Despite using the same core components – most notably the SiRFStar III GPS chipset – as every other major GPS player in the market today, the LN800 was noticeably sluggish and erratic when it came to acquiring a GPS lock on our test vehicle. Perhaps if we were driving through an earthquake, bouncing around the road, we might have been accurately represented on the LN800’s display – but suffice to say, we weren’t.
That same feeling of lethargy hit us whenever we had to use the LN800’s menu structures, which are slow and don’t allow you to filter Australian results by state – although you can do either a city/street or street/city search, which is a nice touch. Likewise, if we veered off the proscribed path, the LN800 took longer than we’d like to come up with an alternative path. Like many GPS units, we found the unit trying to send us through more than a few prohibited turns; it uses the same Sensis map data as the majority, and had largely the same errors we’d seen before.

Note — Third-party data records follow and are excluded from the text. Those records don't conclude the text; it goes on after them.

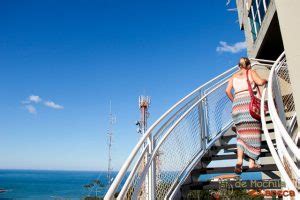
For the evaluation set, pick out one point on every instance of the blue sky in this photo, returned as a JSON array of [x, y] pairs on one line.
[[63, 61]]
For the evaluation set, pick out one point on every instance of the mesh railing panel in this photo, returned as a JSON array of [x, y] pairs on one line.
[[184, 141]]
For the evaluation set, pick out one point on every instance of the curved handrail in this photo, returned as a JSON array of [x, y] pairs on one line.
[[182, 109], [135, 150]]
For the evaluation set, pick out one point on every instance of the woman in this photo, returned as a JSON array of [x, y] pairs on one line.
[[248, 129]]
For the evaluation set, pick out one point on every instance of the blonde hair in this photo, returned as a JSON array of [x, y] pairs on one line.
[[245, 63]]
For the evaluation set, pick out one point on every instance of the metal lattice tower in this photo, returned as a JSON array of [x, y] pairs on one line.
[[112, 121], [144, 104]]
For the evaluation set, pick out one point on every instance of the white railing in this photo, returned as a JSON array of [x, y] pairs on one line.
[[282, 109], [175, 143]]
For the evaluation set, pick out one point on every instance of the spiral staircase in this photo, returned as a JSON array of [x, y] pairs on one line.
[[195, 139]]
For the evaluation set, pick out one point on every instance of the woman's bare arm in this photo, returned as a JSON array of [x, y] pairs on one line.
[[229, 88], [256, 78]]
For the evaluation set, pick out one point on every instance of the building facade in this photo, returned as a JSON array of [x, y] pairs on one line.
[[271, 27]]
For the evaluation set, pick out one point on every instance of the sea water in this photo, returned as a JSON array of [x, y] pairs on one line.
[[62, 185], [42, 184]]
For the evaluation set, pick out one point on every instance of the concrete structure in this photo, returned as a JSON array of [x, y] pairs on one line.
[[271, 27]]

The light sensor on the LN800 is a nice touch; it automatically adjusts the display colour scheme if it works out it’s getting dark to a high-contrast blue scheme. It’s worth noting that you can trip this going under large bridges or into carparks.
The much-vaunted text-to-speech capability should work well – the basic phrases and the way it tells you to navigate are sound – but sadly, the actual sounds themselves aren’t. We’ve heard better speech samples coming out of an Apple II, circa 1983 – and that’s just for basic words such as “left” or “right”, or the LN800’s own unique interpretation of a roundabout, which is, for the record, “traffic circle”.
Give it some Australian street names, and you’ll spend half the time chortling at its appalling mispronunciations, and the other half scratching your head trying to work out which street it actually meant. Given that it tended to run slowly and erratically, we quickly gave up on the LN800’s speech capabilities, which are only available if you’re using the supposedly US English voice anyway.
The LN800 sells itself as an easy-to-use GPS system, thanks in large part to its simple design and spoken word capabilities. The reality is rather more drab; it’s a slow and not entirely reliable GPS system with woeful spoken word instructions that doesn’t live up to its asking price in the competitive GPS space.